There is an adage in financial markets that when the stock market and bond market give conflicting signals, always trust the bond market. Till a few days back, Indian equities appeared to be immune to the upheavals in the money market caused by the RBI’s frantic measures to defend the rupee. But the 554-point slide in the Sensex in the last three sessions is a clearly indication that rupee and interest rates are worrying global investors in Indian equity. And the signal from the bond market right now is that there is very little chance of the RBI cutting benchmark rates at its monetary policy review on Tuesday. Never mind the Finance Minister’s recent remark that RBI’s recent decision to reduce money flow in the system did not signal a shift in RBI’s stance towards higher interest rates. For the RBI to cut rates now would mean contradicting itself.
The steps taken by the RBI to shore up the rupee are similar to the ones it had resorted to during the Asian crisis of 1997 and in 1998 when the US imposed sanctions on India following the nuclear tests. But will they be effective?
"The uncertainty lies in enhanced global linkages for the Indian economy (vs in 1998). Particularly due to the short-term nature of recent flows, any crisis globally can take the rupee down another notch, and prolong the RBI`s tightening. Moreover, the unintended consequences of tightening are not clear yet," says a note by brokerage house Credit Suisse.
The unanimous view is that the rupee will not stabilise unless there is a meaningful reduction in trade deficit (exports minus imports). Some economists like Indranil Sen Gupta argue that the RBI needs to buy forex and increase its import cover (measured as the number of months of imports foreign reserves could pay for) for the rupee to be stabilise.
And there is no good news coming in from the equity market either, even if benchmark indices do not show signs of much damage. Fact is, the main indices are not reflecting the battering that mid and small caps have been subject to.
Also, investors have been paying exorbitant valuations for a handful of stocks, notably FMCGs, citing better rate of earnings growth relative to the rest of the market. But even that theory could be tested, with stocks like ITC and HUL reporting disappointing quarterly numbers.
In short there seems to be no place to hide.
What do you think? Will the market surprise on the upside?

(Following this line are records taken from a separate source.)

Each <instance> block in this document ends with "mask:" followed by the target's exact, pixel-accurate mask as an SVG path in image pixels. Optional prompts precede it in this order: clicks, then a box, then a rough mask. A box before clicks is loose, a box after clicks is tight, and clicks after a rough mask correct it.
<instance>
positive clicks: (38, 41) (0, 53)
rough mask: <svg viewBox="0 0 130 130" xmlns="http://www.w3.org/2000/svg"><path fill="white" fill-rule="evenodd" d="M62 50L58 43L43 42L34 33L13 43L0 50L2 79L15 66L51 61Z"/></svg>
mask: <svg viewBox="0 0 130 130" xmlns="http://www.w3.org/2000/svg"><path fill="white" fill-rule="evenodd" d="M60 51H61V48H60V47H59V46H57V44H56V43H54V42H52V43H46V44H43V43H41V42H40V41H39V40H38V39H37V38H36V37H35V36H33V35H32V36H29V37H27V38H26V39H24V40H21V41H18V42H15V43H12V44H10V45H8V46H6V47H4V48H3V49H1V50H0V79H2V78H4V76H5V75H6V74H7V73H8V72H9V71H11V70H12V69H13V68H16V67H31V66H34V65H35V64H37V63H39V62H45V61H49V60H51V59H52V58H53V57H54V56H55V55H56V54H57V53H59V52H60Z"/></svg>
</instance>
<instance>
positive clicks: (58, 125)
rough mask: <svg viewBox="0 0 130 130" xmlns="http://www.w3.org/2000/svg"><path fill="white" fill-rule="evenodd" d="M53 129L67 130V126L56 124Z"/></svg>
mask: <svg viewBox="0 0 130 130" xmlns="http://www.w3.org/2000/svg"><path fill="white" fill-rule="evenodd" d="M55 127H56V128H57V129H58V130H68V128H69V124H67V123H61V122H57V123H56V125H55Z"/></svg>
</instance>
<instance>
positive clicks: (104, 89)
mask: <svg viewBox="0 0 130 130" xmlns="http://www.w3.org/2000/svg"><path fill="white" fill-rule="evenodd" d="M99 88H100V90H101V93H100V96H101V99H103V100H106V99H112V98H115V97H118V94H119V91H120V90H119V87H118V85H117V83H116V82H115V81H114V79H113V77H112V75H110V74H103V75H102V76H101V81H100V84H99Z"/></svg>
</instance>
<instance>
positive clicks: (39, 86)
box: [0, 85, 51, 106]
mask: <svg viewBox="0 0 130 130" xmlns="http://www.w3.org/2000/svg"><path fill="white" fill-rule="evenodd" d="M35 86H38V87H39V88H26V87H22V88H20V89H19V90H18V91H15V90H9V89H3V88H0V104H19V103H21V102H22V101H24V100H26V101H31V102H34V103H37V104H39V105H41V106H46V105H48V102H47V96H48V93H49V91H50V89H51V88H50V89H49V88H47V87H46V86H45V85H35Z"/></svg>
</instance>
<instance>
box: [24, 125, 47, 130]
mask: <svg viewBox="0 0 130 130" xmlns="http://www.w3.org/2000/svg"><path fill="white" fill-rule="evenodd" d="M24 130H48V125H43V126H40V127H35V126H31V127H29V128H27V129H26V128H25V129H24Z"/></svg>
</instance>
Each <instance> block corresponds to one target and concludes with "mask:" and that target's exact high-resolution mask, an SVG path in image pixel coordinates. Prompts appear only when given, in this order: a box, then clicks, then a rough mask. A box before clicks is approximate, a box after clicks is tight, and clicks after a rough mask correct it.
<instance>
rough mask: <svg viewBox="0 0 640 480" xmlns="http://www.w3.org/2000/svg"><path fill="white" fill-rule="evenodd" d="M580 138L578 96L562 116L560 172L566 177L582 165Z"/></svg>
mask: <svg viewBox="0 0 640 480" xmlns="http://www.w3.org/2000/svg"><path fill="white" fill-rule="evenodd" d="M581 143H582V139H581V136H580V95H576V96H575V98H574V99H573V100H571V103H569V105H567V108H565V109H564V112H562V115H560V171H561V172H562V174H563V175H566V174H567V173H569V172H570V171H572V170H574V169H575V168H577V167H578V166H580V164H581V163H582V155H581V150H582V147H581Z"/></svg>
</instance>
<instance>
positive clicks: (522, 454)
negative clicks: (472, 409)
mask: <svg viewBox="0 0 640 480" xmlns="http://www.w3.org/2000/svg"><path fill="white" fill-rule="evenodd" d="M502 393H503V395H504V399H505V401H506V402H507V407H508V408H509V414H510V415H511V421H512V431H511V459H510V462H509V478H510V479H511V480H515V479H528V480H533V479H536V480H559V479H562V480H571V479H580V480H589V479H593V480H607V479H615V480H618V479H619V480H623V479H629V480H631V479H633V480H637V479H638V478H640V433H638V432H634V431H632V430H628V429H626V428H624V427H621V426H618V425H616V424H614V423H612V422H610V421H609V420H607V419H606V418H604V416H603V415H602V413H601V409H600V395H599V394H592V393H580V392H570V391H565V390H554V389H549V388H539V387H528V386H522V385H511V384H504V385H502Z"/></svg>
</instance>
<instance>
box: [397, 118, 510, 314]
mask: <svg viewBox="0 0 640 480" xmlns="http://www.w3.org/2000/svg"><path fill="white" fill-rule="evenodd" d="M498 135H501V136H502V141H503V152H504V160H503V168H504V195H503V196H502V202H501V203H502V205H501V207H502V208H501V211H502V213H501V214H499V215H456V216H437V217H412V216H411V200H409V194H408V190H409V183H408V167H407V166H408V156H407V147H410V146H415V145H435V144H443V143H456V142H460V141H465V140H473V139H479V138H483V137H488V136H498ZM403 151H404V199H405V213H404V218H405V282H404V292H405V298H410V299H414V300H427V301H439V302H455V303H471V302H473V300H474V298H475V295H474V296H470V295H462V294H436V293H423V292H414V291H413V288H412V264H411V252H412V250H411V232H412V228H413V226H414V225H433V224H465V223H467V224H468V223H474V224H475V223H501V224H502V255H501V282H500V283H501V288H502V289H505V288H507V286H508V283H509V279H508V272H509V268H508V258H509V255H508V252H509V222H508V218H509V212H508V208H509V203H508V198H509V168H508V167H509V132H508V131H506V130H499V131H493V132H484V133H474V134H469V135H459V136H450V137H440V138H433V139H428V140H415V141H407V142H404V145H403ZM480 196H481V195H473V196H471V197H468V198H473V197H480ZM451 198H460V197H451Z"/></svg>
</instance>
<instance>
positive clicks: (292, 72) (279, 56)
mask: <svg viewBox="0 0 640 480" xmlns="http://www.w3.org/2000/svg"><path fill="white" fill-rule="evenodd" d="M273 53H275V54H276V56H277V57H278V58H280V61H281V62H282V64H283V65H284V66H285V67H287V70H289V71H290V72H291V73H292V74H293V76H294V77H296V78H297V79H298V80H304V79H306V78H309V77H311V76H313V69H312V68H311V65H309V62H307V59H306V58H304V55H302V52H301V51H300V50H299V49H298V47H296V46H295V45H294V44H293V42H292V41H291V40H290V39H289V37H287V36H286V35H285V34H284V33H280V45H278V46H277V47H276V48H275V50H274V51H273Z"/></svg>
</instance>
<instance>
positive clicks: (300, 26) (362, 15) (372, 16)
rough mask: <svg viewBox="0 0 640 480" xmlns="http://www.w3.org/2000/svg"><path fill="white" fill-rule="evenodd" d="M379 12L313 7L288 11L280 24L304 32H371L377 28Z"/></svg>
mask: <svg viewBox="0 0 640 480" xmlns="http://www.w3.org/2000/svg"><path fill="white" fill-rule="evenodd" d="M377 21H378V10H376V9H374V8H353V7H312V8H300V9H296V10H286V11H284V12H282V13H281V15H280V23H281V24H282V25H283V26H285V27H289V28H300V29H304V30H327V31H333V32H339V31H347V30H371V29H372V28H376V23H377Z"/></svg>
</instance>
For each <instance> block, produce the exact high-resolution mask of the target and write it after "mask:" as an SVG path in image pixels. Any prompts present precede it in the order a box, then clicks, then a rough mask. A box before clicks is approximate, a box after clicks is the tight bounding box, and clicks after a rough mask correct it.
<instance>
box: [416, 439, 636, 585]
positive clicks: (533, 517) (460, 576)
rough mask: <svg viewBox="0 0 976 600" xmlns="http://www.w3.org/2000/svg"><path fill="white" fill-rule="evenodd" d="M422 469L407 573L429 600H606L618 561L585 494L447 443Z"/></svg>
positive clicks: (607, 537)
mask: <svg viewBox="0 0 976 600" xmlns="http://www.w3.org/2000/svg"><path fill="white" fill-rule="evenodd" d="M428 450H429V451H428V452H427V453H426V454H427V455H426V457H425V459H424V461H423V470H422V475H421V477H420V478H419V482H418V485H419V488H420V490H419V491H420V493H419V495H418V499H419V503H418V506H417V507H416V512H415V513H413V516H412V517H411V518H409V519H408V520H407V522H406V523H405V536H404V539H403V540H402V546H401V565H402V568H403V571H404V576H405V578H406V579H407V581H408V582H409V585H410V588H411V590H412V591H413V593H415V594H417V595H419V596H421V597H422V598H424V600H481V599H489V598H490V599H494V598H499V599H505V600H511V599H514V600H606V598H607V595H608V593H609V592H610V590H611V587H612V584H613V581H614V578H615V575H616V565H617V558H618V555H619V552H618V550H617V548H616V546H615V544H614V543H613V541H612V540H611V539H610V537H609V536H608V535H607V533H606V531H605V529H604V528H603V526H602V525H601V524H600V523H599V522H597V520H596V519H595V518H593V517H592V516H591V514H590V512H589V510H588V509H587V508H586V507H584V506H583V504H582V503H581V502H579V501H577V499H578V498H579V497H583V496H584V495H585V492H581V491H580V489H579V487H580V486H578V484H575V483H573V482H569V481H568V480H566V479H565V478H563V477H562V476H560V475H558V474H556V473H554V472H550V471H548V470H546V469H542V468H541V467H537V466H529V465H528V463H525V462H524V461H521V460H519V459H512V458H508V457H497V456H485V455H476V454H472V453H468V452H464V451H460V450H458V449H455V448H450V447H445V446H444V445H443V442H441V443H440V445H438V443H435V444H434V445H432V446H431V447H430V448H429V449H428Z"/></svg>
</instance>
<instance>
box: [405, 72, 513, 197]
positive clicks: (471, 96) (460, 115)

There is no logic or formula applied to this market. Buzz is very loud and clear, until the 2014 election results the markets is anyone`s guess. So my friend do not break your head on technicals, it may not give correct signals. This is my perception, no offense pls.
It was in 2007-2008 that sub prime mortgages acted as the trigger of economic maladies in US. We saw collapses of giant US financial corporations.At this time BRICS and later PIIGS was the hot theme. India was projected as the financial superpower of 2050 followed by China. Developed nations were to be left way behind. Contagion spread all over the west .US started printing dollars followed by QE1 , QE2 and so on. Apparently out of panic RBI started increasing interest rates .This led to inflation ,growth slowed , INR nosedived and current account deficit ballooned. Surprisingly US stocks saw fresh bulls and India is seeing all bears..For the moment let us forget GDP , CAD et al . The basics of economics should over ride all other manipulations in the longer run and that is if meals are not available below Rs.50.00 WHY SHOULD OWNERSHIP OF COMPANY (shares) BE AT THE LOWEST LOW ? For ages shares have acted as a hedge for inflation. I believe this is our life time opportunity to accumulate fundamentally sound and investor friendly mid and small companies. Whenever the market surprises us on the upside , sooner or later , we will reap benefits.